The company is seeking cuts to all manner of benefits, according to union representative Mike Spillane, of IBEW Local 2326.
The chapter represents about 350 workers in Vermont. Another 100 customer service representatives in Vermont are represented by Communication Workers of America. The negotiations collectively cover about 1,800 employees in Vermont, New Hampshire and Maine.
Spillane said Thursday that FairPoint's first proposal was stark.
"Right now, FairPoint has basically said they want to reduce every benefit we've gotten over the last 40 years," he said. That includes health care coverage, tuition reimbursements and wages for starting workers -- and freezing pensions.
FairPoint CEO Paul Sunu said in a quarterly conference call this month: "Our core proposals include freezing the defined-benefit pension plan, discontinuing post-retirement health care benefits for active employees, moving bargaining unit employees to the contributory benefit plans available to other employees, making changes to layoff and recall provisions and the elimination of the related costs and changes to various other work rules that will allow us to more effectively serve customers."

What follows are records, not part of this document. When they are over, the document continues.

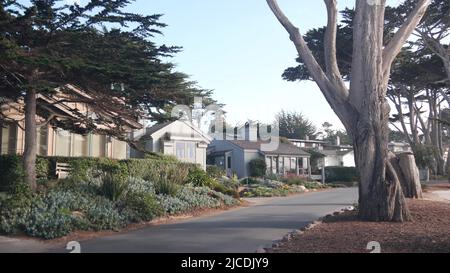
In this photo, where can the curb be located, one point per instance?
(298, 232)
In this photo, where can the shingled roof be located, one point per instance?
(283, 148)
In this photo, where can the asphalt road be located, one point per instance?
(243, 230)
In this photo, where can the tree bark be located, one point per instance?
(363, 108)
(408, 174)
(29, 156)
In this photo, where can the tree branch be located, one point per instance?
(332, 68)
(331, 91)
(395, 45)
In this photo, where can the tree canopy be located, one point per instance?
(295, 125)
(49, 44)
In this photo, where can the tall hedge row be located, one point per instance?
(155, 168)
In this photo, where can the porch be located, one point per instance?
(284, 165)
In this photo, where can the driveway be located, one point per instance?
(237, 231)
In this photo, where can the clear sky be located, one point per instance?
(237, 48)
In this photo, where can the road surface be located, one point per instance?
(243, 230)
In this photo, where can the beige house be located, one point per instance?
(56, 142)
(180, 138)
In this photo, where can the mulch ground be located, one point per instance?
(429, 232)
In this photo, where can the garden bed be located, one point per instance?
(109, 195)
(429, 232)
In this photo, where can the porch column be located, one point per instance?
(309, 167)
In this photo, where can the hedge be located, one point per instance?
(153, 169)
(341, 174)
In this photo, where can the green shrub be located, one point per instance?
(113, 186)
(11, 172)
(294, 180)
(215, 172)
(49, 223)
(199, 178)
(14, 212)
(141, 207)
(104, 216)
(166, 187)
(42, 168)
(138, 185)
(341, 174)
(153, 170)
(198, 197)
(172, 205)
(257, 167)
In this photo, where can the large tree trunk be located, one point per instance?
(363, 108)
(29, 156)
(381, 197)
(380, 193)
(408, 174)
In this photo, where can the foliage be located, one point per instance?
(166, 187)
(215, 171)
(138, 185)
(341, 174)
(295, 125)
(199, 178)
(100, 204)
(142, 207)
(12, 172)
(424, 155)
(257, 167)
(113, 187)
(294, 180)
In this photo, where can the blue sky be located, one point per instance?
(238, 49)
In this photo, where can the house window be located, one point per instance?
(42, 140)
(186, 151)
(63, 143)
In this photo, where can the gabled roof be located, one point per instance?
(283, 148)
(335, 152)
(158, 127)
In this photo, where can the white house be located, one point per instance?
(235, 155)
(178, 138)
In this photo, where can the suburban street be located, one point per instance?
(242, 230)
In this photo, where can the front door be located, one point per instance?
(229, 165)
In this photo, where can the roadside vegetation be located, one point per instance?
(104, 194)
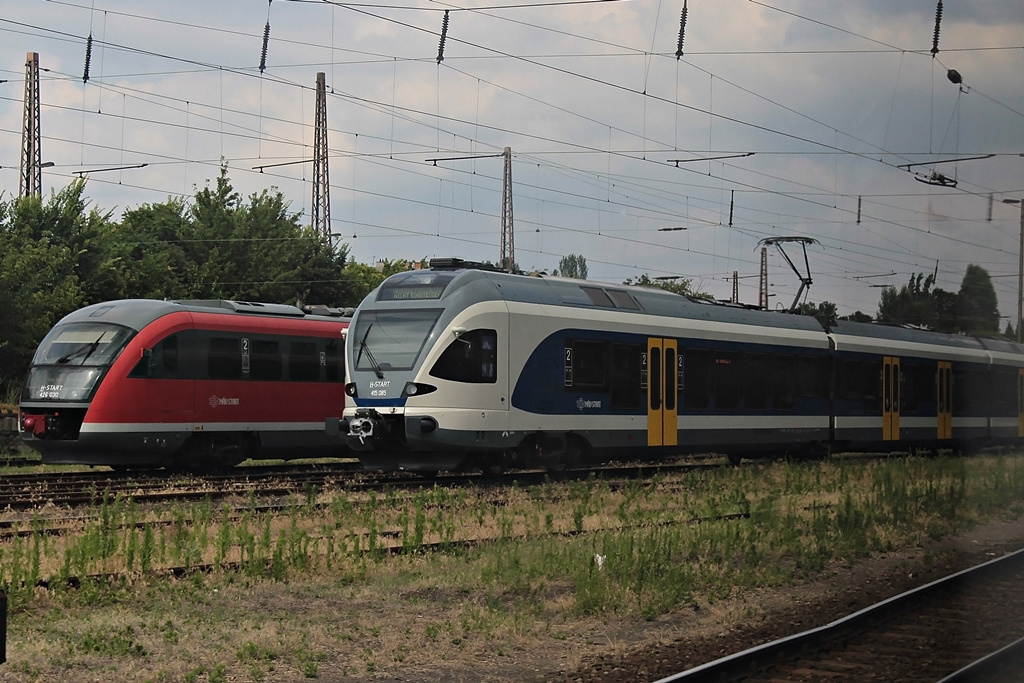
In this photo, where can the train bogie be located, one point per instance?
(468, 368)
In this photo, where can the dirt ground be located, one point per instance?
(216, 630)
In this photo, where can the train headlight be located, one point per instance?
(417, 388)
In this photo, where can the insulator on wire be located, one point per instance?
(88, 58)
(682, 32)
(266, 39)
(440, 46)
(938, 20)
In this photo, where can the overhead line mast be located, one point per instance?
(31, 179)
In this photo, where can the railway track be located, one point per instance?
(71, 489)
(936, 632)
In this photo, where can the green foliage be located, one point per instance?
(681, 286)
(573, 265)
(58, 255)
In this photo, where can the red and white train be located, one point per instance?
(192, 385)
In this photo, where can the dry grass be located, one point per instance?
(321, 598)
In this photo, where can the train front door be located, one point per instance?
(945, 399)
(1020, 401)
(659, 368)
(890, 398)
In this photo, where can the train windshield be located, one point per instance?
(82, 344)
(385, 340)
(71, 360)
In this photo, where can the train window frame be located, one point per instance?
(470, 358)
(303, 359)
(587, 374)
(696, 371)
(161, 361)
(598, 296)
(223, 356)
(626, 365)
(757, 381)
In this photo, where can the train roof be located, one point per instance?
(470, 283)
(136, 313)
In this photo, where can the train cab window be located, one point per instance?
(471, 357)
(334, 356)
(783, 383)
(598, 296)
(727, 378)
(622, 299)
(303, 361)
(625, 373)
(696, 389)
(224, 358)
(812, 377)
(265, 361)
(161, 361)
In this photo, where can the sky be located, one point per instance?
(823, 121)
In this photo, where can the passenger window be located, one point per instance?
(696, 390)
(224, 359)
(266, 361)
(471, 357)
(161, 363)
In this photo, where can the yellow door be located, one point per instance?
(890, 398)
(662, 363)
(945, 399)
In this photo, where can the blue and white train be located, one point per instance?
(465, 368)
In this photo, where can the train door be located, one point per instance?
(945, 399)
(890, 398)
(660, 365)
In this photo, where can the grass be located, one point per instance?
(543, 561)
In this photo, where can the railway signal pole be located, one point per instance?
(507, 259)
(322, 184)
(31, 179)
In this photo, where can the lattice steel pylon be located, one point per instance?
(31, 182)
(507, 259)
(763, 285)
(322, 184)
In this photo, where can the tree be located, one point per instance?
(977, 306)
(911, 304)
(572, 265)
(680, 286)
(826, 312)
(39, 284)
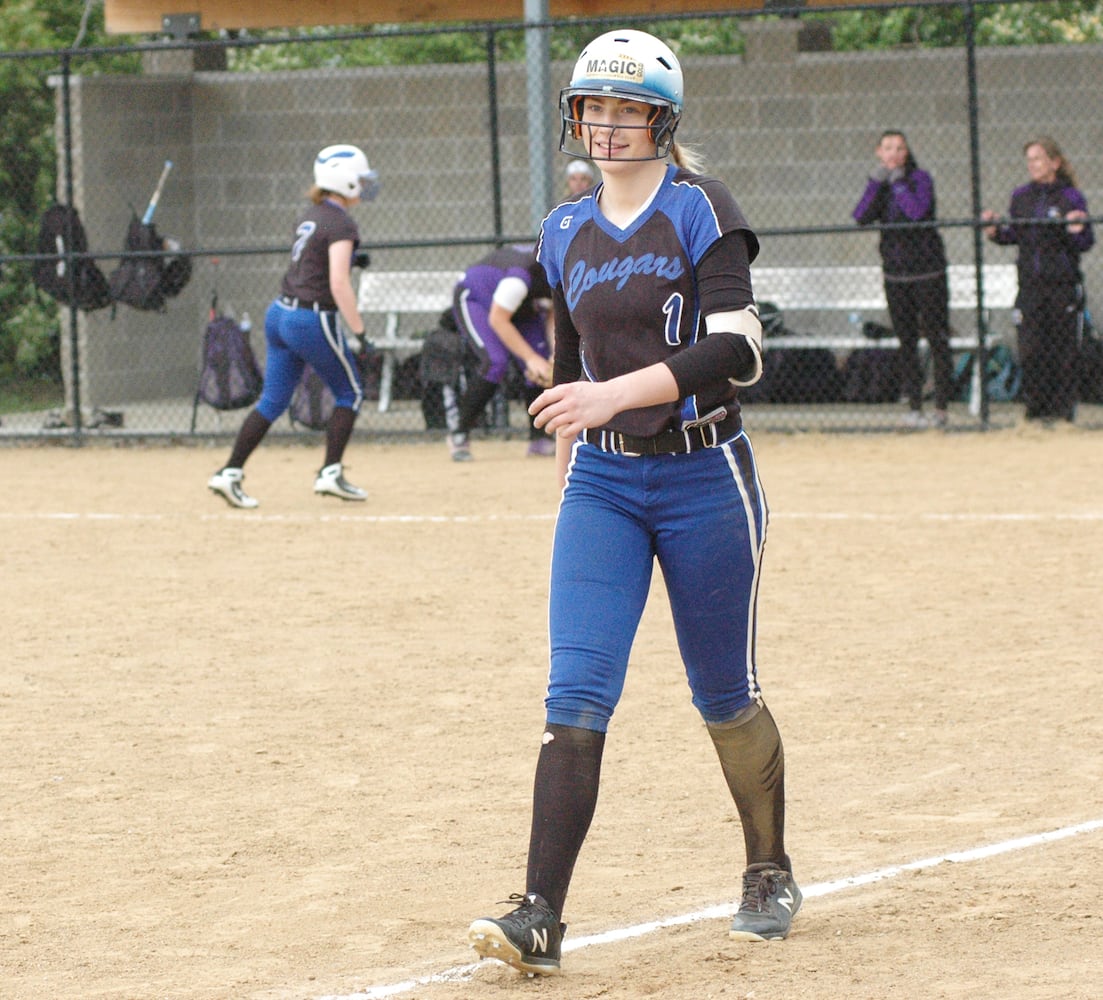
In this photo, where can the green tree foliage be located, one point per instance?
(944, 25)
(29, 333)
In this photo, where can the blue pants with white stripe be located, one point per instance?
(295, 337)
(703, 516)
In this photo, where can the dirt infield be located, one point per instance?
(286, 754)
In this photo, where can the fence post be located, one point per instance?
(73, 328)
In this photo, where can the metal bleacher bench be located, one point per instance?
(395, 294)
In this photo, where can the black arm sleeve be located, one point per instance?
(567, 363)
(724, 281)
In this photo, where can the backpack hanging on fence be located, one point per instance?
(137, 280)
(231, 377)
(312, 402)
(871, 375)
(88, 288)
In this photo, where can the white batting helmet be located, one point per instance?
(344, 170)
(631, 65)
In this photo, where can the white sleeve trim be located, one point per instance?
(746, 323)
(510, 293)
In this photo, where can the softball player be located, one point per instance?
(301, 325)
(502, 307)
(655, 329)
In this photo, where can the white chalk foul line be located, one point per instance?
(460, 974)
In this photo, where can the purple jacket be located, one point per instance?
(905, 253)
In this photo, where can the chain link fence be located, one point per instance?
(462, 126)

He said that what he outlined was just an opening bid. The company "will bargain in good faith and will show flexibility and creativity in working towards acceptable solutions," Sunu said, so long as the unions demonstrate a reciprocal effort.
Spillane said the union is willing to engage in give-and-take on certain aspects of the bargaining agreement.
"Doing away with our pension is probably not one," he said. "They're fighting words. You go after my pension, we're going to fight."
FairPoint Vermont President Beth Fastiggi said in an April interview that the company is looking for cost savings.
Coping with chronic financial strains, FairPoint hopes to restructure to benefits plans "similar to what other businesses have," Fastiggi said
The next bargaining session is slated for Nashua, N.H., in mid-June.